- 1 Definition
- 2 Application areas of data mining
- 3 Methods of data mining
- 4 Data mining and big data
- 5 Possible problems with data mining
- 6 Related links
- 7 Similar articles
Data mining is an interdisciplinary branch of computer science with the goal of using statistical and mathematical methods to extract patterns, correlations, or developmental tendencies from a data set. The information is then transformed into an understandable structure for further use. Data mining is the analysis step within a process called "Knowledge Discovery in Databases".
Application areas of data mining
Text mining is an application of data mining which uses statistical and linguistic methods to capture and visually process information from natural-language and unstructured sources.
Another application of data mining is financial data analysis, which can predict loan repayment probability, analyze creditworthiness, classify and cluster customers for targeted marketing, and detect money laundering and other financial crimes.
In marketing and commerce, data mining is used to evaluate large amounts of data in the fields of sales, purchase history, goods transport, consumption, and services. Data mining helps to identify customer buying patterns and trends through multidimensional analysis of sales, customers, products, time, and region. This information can be used to improve customer service and strengthen customer loyalty and satisfaction.
Data mining is also used in intrusion detection systems for networks. Intrusion refers to any action that threatens the integrity, confidentiality, or availability of network resources. With the increased use of the internet and availability of tools to invade and attack networks, intrusion detection through the analysis of large amounts of data has become an important part of network administration.
Methods of data mining
Data mining uses different methods for data analysis depending on the database and the requested information.
Recognizing patterns in data sets is one of the most basic techniques in data mining. Pattern recognition can reveal repetitions, regularities, and especially conspicuous deviations in data sets. This helps with detecting fraudulent activities or, as in the case of Crime Analytics, making predictions about the next crime scene.
Classification means that items from data collections are categorized. This is useful, for instance, to assign low, medium, or high credit risk to bank customers.

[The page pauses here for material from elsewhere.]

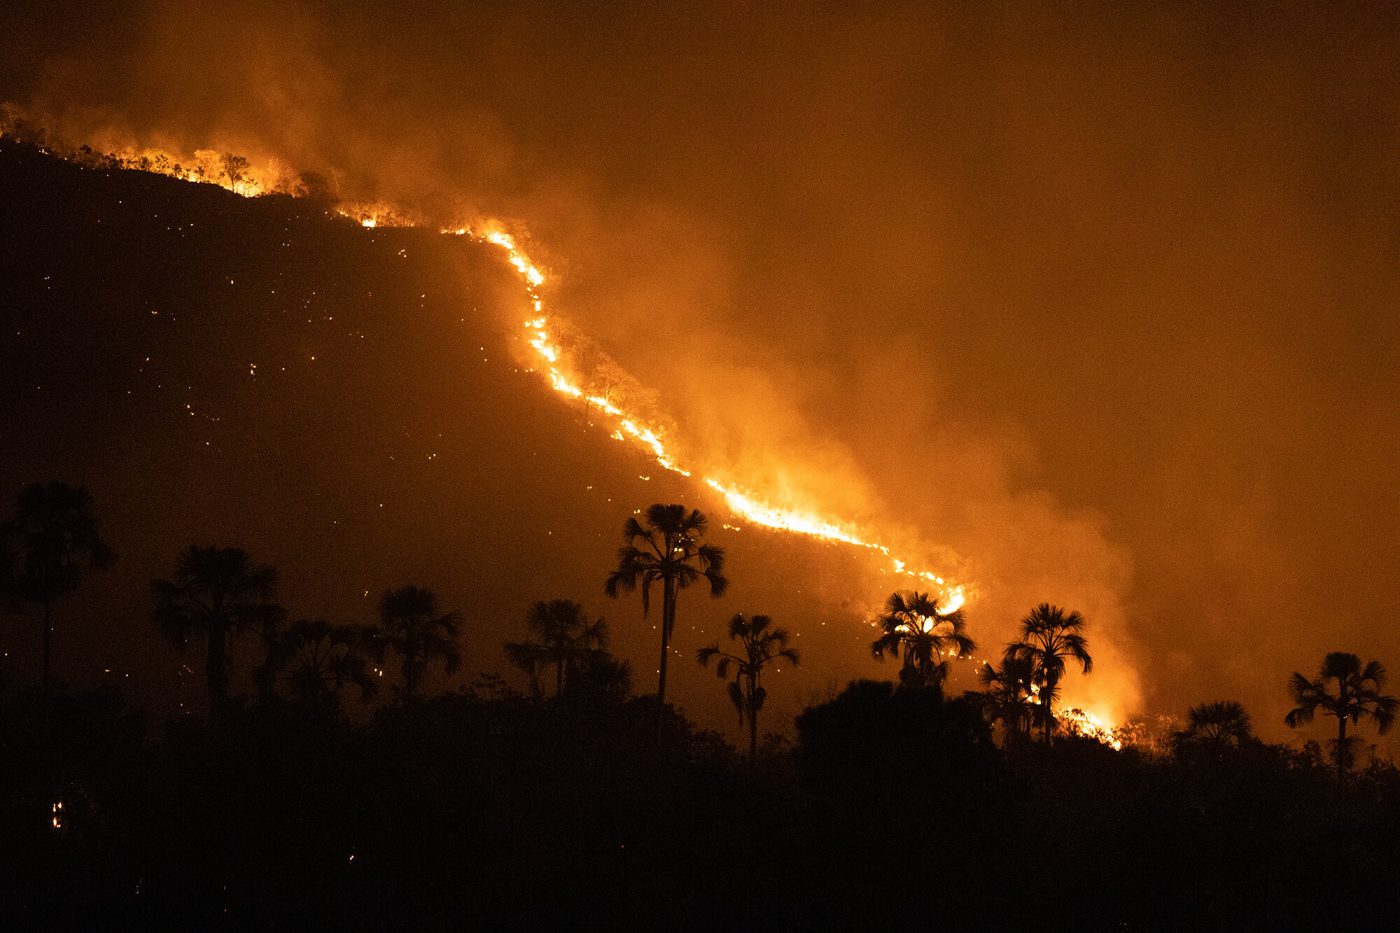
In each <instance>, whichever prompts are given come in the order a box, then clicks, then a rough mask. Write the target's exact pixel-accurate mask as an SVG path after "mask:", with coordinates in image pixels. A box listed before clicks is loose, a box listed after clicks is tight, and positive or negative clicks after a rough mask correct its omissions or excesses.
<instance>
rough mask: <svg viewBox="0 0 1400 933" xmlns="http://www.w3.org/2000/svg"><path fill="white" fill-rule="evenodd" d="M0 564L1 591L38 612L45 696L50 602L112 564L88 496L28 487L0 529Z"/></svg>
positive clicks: (49, 665) (45, 483) (79, 492)
mask: <svg viewBox="0 0 1400 933" xmlns="http://www.w3.org/2000/svg"><path fill="white" fill-rule="evenodd" d="M0 552H3V553H4V556H3V558H0V563H6V565H10V569H8V573H7V574H6V576H7V579H6V581H4V583H6V588H7V590H8V591H10V595H11V598H13V600H17V601H24V602H38V604H39V605H41V607H43V667H42V671H43V674H42V685H43V695H45V696H48V695H49V670H50V656H52V646H53V602H55V601H56V600H57V598H59V597H62V595H66V594H69V593H73V591H74V590H77V587H78V584H80V583H81V581H83V576H84V574H85V573H87V572H90V570H101V569H102V567H106V566H109V565H111V563H112V560H113V559H115V555H113V552H112V549H111V548H109V546H108V545H106V542H105V541H104V539H102V535H101V534H99V531H98V521H97V517H95V516H94V514H92V496H91V495H90V493H88V490H87V489H85V488H83V486H70V485H69V483H60V482H50V483H29V485H28V486H25V488H24V489H21V490H20V496H18V499H17V500H15V513H14V516H13V517H11V518H10V520H8V521H6V523H4V524H3V525H0Z"/></svg>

Based on this information, a credit institute might calculate the interest rate on a loan, for example.
Association analysis is about uncovering hidden data relationships by searching data for events that are correlated with another event. Examples include the joint purchase of different products by a customer or increased sales of certain products before public holidays or during major sporting events.

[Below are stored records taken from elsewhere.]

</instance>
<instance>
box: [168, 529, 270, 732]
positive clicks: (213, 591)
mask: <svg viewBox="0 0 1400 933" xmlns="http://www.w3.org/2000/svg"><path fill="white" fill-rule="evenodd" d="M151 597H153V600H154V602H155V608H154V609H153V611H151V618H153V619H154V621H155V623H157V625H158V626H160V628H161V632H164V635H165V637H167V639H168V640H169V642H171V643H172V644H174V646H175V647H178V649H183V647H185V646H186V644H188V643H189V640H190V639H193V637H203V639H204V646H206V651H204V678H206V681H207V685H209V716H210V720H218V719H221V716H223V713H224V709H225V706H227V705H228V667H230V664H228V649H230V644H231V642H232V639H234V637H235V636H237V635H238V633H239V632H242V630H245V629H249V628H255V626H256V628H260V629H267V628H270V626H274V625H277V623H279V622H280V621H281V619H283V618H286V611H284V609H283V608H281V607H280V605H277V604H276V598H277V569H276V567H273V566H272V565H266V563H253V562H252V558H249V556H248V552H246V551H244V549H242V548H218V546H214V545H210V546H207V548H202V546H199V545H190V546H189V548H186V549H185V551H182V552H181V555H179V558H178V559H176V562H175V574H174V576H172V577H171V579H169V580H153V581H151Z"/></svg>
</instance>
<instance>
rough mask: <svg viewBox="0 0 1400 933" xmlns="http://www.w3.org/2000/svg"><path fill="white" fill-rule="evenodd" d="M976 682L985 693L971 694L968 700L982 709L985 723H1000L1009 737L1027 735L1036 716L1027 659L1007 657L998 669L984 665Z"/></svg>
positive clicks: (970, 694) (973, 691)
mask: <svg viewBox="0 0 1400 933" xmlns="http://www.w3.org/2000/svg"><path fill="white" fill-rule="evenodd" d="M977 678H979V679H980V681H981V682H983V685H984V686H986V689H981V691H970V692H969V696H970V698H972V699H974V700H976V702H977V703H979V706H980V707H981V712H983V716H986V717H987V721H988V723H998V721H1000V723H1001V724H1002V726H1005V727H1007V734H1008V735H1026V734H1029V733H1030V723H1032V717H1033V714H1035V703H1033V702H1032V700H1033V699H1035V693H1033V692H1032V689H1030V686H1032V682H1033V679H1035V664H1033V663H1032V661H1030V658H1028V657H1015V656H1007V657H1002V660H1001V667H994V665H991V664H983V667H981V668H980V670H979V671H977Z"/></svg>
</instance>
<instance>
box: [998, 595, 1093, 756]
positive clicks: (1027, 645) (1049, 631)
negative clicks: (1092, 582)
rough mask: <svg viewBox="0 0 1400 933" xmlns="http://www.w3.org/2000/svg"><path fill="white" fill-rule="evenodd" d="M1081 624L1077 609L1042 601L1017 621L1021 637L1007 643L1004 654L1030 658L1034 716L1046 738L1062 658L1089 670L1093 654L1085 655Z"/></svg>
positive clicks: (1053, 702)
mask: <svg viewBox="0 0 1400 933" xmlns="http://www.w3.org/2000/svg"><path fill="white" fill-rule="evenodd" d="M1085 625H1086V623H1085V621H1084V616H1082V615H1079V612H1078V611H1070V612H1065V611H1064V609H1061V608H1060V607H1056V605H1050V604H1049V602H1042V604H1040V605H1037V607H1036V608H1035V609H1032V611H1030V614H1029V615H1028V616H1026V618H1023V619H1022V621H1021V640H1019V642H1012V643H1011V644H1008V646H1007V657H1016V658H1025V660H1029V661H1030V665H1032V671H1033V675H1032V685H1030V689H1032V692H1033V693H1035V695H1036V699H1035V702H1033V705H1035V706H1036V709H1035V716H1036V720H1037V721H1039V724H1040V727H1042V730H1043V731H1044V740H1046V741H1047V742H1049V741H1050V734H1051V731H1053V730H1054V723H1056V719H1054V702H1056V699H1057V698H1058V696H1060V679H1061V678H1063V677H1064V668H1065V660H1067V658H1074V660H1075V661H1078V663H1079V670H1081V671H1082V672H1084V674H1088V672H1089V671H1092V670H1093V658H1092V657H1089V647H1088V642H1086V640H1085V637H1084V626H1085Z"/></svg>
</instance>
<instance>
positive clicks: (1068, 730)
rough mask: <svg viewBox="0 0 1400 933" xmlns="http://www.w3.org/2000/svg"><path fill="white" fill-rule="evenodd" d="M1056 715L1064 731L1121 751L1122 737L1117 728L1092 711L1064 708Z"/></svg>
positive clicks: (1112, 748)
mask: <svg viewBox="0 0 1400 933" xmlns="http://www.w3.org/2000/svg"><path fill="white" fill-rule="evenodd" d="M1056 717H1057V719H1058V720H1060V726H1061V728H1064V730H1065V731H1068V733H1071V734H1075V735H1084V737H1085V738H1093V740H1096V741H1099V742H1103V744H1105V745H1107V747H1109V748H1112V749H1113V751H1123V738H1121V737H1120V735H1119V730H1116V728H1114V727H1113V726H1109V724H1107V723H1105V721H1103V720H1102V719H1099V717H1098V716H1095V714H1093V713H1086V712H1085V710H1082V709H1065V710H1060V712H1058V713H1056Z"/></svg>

Outlier detection is used to detect anomalies in data sets. This can be used, for example, to find out why individual products are more in demand on specific weekdays or occasions than the rest of the time.
Clustering in data mining refers to a process that creates classes with similar objects from a set of abstract objects in a database. With clustering you can, for example, group customers with similar purchasing behavior.
Regression analysis or correlation analysis is a method used in statistics to analyze a variable's dependence on changes in other variables. For example, regression analysis can show the dependency of a product price on the availability of the product or on a changed competitive situation.
Predictive analytics provides a method for creating new data models based on historical data. One use of these models could be predicting future purchasing behavior or the development of a business unit.
Data mining and big data
Big data refers to very large volumes of structured, semi-structured, and unstructured data. Usually, data volumes greater than or equal to 1 TB are called big data. In general, three basic characteristics - volume, velocity, and variety - are used to identify big data. Volume describes the amount of data, velocity is the speed at which the data is generated, and variety is an expression of the diversity of data types and sources that make up big data. As with the analysis of smaller data sets, data mining allows you to extract useful information from big data.
Possible problems with data mining
The information obtained through data mining is only as reliable as the underlying data. Poor data quality with meaningless data (noisy data), missing, inaccurate, or false values, as well as insufficient amounts of data can lead to misinterpretations. The integration of contradictory or redundant data from different sources such as multimedia files, geodata, texts, or social media can also lead to problems when evaluating it.
Data protection and data security are also well-known problem areas. For example, if legal requirements are not met, data mining can lead to serious problems regarding data governance, security, and data protection. You also need to ensure that your customers' data is protected from unauthorized third-party access.